The American College of Chest Physicians recommends 3 months of anticoagulation therapy for patients with VTE secondary to surgery or a transient, nonsurgical risk factor, and extended (possibly indefinite) anticoagulation for patients with unprovoked VTE or VTE caused by cancer. To look at real-world practice, the researchers carried out a prospective cohort study of 6,944 VTE patients in Italy, Spain, and Belgium. In all, 32% of patients had transient risk factors, 41% had unprovoked VTE, and 27% had cancer (Thrombosis Res. 2015;135:666-72). After excluding patients who died within a year after VTE, 42% of patients with transient risk factors such as recent surgery, pregnancy, or prolonged travel were treated with anticoagulants for more than 12 months, the researchers reported. Significant predictors of extended anticoagulation treatment including being older than 65 years old, having chronic heart failure, pulmonary embolism at presentation, and recurrent VTE during anticoagulation, the researchers also reported. Patients who weighed less than 75 kg, had anemia, or had transient risk factors for VTE were less likely to undergo prolonged treatment than were other patients.

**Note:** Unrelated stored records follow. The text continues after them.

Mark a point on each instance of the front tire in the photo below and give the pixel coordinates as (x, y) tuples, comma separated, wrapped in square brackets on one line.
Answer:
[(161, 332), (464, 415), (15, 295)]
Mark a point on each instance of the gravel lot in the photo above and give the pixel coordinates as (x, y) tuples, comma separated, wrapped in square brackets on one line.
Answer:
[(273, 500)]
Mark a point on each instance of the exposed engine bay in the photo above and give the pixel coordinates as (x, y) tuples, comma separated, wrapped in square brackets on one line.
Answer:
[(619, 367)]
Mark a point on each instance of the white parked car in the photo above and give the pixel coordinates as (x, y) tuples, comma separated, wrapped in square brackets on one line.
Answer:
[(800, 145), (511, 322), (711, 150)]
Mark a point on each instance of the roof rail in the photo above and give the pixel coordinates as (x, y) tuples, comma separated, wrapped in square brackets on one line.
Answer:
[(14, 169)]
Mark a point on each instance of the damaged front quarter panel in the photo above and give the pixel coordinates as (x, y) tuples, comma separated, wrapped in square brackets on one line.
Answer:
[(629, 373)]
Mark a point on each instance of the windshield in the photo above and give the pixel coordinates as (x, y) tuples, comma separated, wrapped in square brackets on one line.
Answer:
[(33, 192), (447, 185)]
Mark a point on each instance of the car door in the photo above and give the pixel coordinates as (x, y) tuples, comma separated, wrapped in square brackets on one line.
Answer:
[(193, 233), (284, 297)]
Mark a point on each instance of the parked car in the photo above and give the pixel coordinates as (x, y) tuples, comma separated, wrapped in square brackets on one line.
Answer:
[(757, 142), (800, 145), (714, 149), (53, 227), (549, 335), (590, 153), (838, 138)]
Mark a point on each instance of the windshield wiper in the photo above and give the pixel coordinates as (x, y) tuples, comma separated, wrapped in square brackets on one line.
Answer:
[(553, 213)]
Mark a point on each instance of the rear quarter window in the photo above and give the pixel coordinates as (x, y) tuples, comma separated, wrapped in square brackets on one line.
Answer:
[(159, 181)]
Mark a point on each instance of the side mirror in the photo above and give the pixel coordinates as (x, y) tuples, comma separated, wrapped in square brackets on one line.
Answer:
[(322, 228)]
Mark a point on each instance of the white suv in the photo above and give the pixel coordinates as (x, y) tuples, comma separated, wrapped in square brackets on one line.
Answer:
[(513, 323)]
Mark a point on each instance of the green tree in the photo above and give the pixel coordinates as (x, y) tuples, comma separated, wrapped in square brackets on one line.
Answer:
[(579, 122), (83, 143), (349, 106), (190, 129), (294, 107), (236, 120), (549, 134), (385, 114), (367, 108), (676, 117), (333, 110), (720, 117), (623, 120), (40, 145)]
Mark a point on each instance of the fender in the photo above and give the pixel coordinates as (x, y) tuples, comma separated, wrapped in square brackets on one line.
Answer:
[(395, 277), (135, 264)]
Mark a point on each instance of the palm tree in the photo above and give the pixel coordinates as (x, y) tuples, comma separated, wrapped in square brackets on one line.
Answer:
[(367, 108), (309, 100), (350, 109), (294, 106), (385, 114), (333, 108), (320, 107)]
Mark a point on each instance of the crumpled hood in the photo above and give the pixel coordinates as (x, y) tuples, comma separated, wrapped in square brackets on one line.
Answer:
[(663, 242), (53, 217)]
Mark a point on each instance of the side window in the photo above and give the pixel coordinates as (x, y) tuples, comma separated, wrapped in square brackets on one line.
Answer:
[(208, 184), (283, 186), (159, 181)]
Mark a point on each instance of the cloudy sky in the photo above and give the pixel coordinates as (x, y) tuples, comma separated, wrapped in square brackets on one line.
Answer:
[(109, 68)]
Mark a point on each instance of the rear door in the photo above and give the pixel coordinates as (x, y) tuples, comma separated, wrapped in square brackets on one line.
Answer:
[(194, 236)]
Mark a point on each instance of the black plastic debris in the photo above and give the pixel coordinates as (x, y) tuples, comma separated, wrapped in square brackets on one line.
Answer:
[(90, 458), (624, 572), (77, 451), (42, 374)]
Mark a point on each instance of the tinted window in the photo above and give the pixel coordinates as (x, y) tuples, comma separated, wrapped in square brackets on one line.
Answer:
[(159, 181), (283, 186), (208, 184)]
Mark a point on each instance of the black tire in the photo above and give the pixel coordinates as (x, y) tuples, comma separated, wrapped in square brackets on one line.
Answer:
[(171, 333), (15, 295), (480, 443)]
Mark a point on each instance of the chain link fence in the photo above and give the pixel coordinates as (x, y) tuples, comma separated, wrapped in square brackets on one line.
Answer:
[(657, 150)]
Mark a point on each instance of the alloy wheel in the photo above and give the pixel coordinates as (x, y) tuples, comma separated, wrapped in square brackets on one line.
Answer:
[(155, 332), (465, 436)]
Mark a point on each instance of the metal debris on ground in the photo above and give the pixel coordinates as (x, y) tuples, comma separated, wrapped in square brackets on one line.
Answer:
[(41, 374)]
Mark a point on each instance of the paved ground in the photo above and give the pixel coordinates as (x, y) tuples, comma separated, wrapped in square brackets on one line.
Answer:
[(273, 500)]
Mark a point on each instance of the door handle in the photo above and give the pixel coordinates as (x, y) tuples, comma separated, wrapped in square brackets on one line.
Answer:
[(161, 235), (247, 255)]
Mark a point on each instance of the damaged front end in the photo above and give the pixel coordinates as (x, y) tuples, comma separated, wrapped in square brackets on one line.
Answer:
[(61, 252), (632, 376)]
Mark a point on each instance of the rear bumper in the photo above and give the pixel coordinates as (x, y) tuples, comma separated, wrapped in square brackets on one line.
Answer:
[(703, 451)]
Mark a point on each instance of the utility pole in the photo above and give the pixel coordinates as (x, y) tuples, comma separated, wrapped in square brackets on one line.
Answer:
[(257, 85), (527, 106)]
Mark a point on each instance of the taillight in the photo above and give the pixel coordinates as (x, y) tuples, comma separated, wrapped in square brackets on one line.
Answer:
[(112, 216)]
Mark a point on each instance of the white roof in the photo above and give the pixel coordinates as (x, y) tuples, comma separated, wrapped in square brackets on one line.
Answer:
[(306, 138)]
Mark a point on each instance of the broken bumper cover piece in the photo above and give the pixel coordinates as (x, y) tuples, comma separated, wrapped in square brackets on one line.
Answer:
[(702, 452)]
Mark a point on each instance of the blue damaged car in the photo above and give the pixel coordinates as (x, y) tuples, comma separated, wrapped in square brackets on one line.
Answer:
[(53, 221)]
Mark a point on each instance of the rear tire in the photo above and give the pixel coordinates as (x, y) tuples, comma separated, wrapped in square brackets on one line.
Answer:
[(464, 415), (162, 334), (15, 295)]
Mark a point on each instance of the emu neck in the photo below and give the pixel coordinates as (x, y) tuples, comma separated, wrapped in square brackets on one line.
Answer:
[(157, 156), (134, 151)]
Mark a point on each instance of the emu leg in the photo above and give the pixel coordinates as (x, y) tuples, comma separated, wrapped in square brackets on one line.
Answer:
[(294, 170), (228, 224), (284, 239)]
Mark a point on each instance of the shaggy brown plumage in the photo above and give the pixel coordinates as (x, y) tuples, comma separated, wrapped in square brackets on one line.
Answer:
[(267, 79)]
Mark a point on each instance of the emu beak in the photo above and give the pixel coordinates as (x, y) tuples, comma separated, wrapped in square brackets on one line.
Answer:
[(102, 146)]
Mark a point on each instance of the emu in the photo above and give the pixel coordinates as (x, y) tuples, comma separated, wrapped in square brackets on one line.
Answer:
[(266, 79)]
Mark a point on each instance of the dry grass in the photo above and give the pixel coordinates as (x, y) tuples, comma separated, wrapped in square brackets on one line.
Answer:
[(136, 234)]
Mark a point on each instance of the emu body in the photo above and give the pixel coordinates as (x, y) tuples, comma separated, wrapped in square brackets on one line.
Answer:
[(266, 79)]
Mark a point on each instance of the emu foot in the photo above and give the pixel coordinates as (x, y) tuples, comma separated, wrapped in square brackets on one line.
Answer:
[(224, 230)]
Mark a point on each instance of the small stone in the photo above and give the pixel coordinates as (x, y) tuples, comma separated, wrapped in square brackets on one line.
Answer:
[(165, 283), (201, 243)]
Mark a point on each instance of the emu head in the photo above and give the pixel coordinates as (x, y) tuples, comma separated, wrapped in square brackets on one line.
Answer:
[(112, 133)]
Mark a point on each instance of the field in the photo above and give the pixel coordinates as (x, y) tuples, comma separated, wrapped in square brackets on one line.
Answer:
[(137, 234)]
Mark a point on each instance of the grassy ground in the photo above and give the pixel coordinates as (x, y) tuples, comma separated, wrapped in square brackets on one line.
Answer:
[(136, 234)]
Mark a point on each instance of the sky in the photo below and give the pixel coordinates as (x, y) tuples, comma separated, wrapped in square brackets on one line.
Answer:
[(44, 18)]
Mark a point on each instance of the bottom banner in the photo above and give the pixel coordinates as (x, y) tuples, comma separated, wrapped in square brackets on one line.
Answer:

“There is still uncertainty among experts on the optimal duration of secondary prevention of VTE,” concluded the investigators. “This decision should be taken by balancing the risk of recurrence after stopping treatment with the risk of bleeding if treatment is continued.”
Adequately validated clinical prediction rules are needed to make those decisions, the researchers said. Until such tools are validated, a substantial proportion of patients with transiet and secondary risk factors for VTE may be exposed to a possibly unnecessary risk of bleeding, they concluded.
Sanofi Spain and Bayer Pharma AG funded the study. The investigators reported having no relevant conflicts of interest.
FROM THROMBOSIS RESEARCH
Key clinical point: After venous thromboembolism, patients with transient or removable risk factors for VTE often underwent unneeded, prolonged anticoagulation therapy.
Major finding: Of patients with transient VTE risk factors, 42% underwent anticoagulation therapy for 12 months or longer.
Data source: Prospective cohort study of 6,944 patients with VTE.
Disclosures: Sanofi Spain and Bayer Pharma AG funded the study. The investigators reported having no relevant conflicts of interest.